700m
Dal Pian della Casa del Re salire fino al Rif. Remondino. Dal rifugio proseguire lungo il sentiero del Passo dei Detriti (bolli e ometti) fino al pianoro sotto la Paganini, quindi abbandonare il sentiero e puntare alla parete Ovest. Risalire il bordo della parete fino a 10m prima dello spigolo Ovest, strapiombante nella parte bassa. L’Ellena-Giuliano attacca nei pressi di un muretto di roccia bianca, qualche metro a sx di una evidente fessura leggermente diagonale da dx a sx, che in alto diventa un evidente diedro.
L1: salire 1m verticale e quindi traversare 5m verso dx (IV, poco proteggibile) fino a prendere la fessura con masso incastrato sopracitata, salire verticalmente e raggiungere una cengia. Risalire una placca puntando ad un tettino e quindi salire in dulfer la fessura che si insinua tra tettino e spigolo e si apre poi a diedro (IV+ sostenuto, 1 ch. in basso sulla placca a sx dello spigolo), proseguire via via più semplicemente (III+) fino ad una terrazzino alla base dell’evidente diedro successivo. Sosta a ch. con cordone, 25m
L2: risalire il diedro (IV) ben proteggibile (1 ch. nel tratto verticale prima dell’uscita e 1 ch. subito dopo nel facile). Proseguire su un terrazzo e risalire le facili placche sulla sx, poco proteggibili e con qualche lama staccata. Proseguire fino ad un tettino, quindi traversarci sotto a sx (III/+) fino a prendere il filo della cresta, sfruttare una cornicetta lato N per poi tornare subito sul filo (III) e sostare subito sopra su un comodo terrazzo (cordino su spuntone di sosta, 45m. Eventualmente è possibile spezzare il tiro in 2 sostando dopo il diedro iniziale).

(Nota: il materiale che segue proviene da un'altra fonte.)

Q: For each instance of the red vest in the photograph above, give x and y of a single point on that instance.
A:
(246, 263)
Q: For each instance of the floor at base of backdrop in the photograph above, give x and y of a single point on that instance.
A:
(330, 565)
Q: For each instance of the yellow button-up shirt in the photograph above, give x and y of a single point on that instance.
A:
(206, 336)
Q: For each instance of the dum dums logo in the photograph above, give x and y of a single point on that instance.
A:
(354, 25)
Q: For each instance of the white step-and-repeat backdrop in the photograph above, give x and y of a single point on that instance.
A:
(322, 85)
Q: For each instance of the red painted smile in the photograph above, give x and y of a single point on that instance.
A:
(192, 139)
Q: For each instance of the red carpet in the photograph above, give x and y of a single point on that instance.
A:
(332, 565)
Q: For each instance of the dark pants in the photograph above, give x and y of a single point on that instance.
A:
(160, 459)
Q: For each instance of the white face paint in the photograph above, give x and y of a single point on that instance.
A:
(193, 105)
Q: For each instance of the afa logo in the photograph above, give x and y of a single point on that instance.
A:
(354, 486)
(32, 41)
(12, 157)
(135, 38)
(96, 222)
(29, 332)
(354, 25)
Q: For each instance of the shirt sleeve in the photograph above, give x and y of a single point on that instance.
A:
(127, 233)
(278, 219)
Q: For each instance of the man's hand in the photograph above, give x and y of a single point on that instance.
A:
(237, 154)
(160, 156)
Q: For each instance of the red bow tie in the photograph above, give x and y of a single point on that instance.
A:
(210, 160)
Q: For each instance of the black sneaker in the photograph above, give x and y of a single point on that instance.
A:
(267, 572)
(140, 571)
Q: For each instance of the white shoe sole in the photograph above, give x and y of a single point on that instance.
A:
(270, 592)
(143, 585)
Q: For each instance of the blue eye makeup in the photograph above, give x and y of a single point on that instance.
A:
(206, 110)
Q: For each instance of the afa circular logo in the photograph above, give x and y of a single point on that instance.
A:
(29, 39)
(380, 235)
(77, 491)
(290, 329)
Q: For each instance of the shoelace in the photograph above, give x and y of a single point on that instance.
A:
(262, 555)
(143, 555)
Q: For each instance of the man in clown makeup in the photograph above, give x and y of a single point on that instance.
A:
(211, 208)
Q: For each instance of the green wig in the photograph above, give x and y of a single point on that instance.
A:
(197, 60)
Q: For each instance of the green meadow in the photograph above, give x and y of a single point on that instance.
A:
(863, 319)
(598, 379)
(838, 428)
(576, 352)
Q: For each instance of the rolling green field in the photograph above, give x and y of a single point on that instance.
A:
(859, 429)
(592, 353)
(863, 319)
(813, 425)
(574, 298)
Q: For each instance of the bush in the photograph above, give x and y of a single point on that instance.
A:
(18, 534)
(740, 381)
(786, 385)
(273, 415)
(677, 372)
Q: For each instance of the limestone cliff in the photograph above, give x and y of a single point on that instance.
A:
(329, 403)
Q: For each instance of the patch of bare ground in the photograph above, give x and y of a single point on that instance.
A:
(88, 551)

Proseguire su facili placche di bella roccia, con qualche lama staccata (II+). Raggiungere un gendarme appuntito macchiato di giallo, che si passa facilmente sulla sx. Tornati sul filo si raggiunge una caratteristica paretina solcata da una bella fessura ricca di lame (III+, evitabile scontornandola a dx). Si prosegue su placche facili (II+) fino a raggiungere la sosta d’uscita di una via sportiva, seguirne 2 fix e quindi (quando questa piega a sx) uscire a dx in placca su terreno più facile (III). Proseguire sul facile filo appoggiato, eventualmente proteggendosi con le numerose soste a fix. Dove la cresta riprende verticalità continuare sul filo fino a raggiungere un muro verticale alto 5m (sosta a ch.+cordone alla base). Salire il muretto con partenza delicata ed atletica (IV), protetto in uscita da un ottimo chiodo. Proseguire sul filo, proseguendo via via verso il salto finale, incontrando ancora una sosta (cordone blu con 3ch.) e un ch. poco sopra in placca (III-). Risalire il bordo sinistro di un canalino di sfasciumi, che piega via via verso sx e termina contro le pareti sotto il salto terminale (ch. con anello sulla parete di dx). Risalire il bel diedro sopra il ch. con arrampicata elegante in fessura protetta con un altro buon chiodo a metà (IV). Sosta in uscita con 2 ch. con cordino, circa 5m sotto la croce della Paganini.
Discesa: per la via normale dal colle di Nasta e dal suo canale ovest (oppure risalire al Passo della Forchetta, 90m, e scendere al Lago di Nasta – più lungo ma più camminabile e tracciato).